Aliaksandr Kikiniou

Personal information
- Full name: Aliaksandr Fiodaravich Kikiniou
- Nationality: Belarus; United States
- Born: 9 April 1980 (age 46) Homelskay oblast, Zhlobin District, Belarusian SSR, Soviet Union
- Height: 1.77 m (5 ft 9+1⁄2 in)
- Weight: 74 kg (163 lb)

Sport
- Style: Greco-Roman
- Club: Dynamo Minsk
- Coach: Siarhei Lishtvan

Medal record
Men's Greco-Roman wrestling
Representing Belarus
World Championships
| Bronze medal – third place | 2009 Herning | 74 kg |
European Championships
| Gold medal – first place | 2010 Baku | 74 kg |
| Silver medal – second place | 2003 Belgrade | 74 kg |
| Bronze medal – third place | 2009 Vilnius | 74 kg |

= Aliaksandr Kikiniou =

Belarusian Greco-Roman wrestler

Aliaksandr Fiodaravich Kikiniov (Аляксандр Фёдаравіч Кікінёў; born 9 April 1980) is a Belarusian-American Greco-Roman wrestler. He won the bronze medal at the 2009 World Wrestling Championships in Herning, Denmark, defeating Germany's Konstantin Schneider. He is also a three-time medalist and one-time champion at the European Championships.

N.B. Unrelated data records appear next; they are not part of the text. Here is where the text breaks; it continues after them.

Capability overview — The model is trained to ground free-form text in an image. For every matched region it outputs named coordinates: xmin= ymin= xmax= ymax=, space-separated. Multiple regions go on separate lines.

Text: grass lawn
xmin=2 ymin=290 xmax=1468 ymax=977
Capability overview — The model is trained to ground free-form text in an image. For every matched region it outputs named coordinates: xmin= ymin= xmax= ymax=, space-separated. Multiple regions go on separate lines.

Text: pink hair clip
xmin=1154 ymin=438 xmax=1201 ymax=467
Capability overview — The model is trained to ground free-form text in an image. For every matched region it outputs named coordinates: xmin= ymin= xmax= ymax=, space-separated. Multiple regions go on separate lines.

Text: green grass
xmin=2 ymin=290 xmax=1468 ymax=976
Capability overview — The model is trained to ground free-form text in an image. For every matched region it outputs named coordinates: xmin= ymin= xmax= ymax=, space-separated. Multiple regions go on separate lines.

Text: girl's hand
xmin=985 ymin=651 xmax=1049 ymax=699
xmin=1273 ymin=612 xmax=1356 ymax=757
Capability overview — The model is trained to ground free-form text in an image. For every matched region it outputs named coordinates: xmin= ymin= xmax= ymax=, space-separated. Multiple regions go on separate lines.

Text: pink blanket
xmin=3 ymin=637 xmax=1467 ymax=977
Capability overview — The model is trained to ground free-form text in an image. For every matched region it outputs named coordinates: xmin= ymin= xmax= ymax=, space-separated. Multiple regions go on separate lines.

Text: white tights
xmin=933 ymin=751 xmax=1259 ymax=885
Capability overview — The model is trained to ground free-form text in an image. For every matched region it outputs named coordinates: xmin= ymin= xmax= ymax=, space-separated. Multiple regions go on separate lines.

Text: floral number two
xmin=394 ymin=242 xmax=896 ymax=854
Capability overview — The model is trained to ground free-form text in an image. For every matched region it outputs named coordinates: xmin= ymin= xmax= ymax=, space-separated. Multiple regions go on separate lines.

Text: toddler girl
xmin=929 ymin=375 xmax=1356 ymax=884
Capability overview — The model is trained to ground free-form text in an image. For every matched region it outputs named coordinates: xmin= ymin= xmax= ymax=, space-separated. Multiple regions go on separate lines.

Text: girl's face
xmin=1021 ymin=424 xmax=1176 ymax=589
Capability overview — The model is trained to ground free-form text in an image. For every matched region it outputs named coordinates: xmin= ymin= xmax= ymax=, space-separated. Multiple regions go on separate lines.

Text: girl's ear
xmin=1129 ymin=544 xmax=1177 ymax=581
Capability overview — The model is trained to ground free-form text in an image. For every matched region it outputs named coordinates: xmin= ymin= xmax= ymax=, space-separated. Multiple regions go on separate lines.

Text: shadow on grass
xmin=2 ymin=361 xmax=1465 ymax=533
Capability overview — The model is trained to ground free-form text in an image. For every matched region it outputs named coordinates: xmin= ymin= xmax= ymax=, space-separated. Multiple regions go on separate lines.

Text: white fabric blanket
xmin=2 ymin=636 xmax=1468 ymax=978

Kikiniou made his official debut at the 2004 Summer Olympics in Athens, where he competed in the men's 74 kg class. He lost two straight matches each to China's Sai Yinjiya (3–5) and Switzerland's Reto Bucher by a 2–3 score, leaving him on the bottom of the pool and placing fifteenth in the final standings.

At the 2012 Summer Olympics in London, Kikiniou made an Olympic comeback from his eight-year absence, again in the 74 kg class. He reached the quarter-final round of the event, where he was outclassed by Armenia's Arsen Julfalakyan, who was able to score three technical points in two successive periods. Because Julfalakyan advanced further into the final match against Russia's Roman Vlasov, Kikiniou was offered another shot for an Olympic bronze medal through the repechage bouts. He first defeated Kyrgyzstan's Daniar Kobonov, but lost the bronze medal match to Azerbaijan's Emin Ahmadov, who formidably pushed him out of the wrestling mat in the third period, with a 2–3 decision.

In 2024, he qualified for his seventh Greco-Roman World Championships, representing the United States for the first time at the age of 44, in the 82 kg class.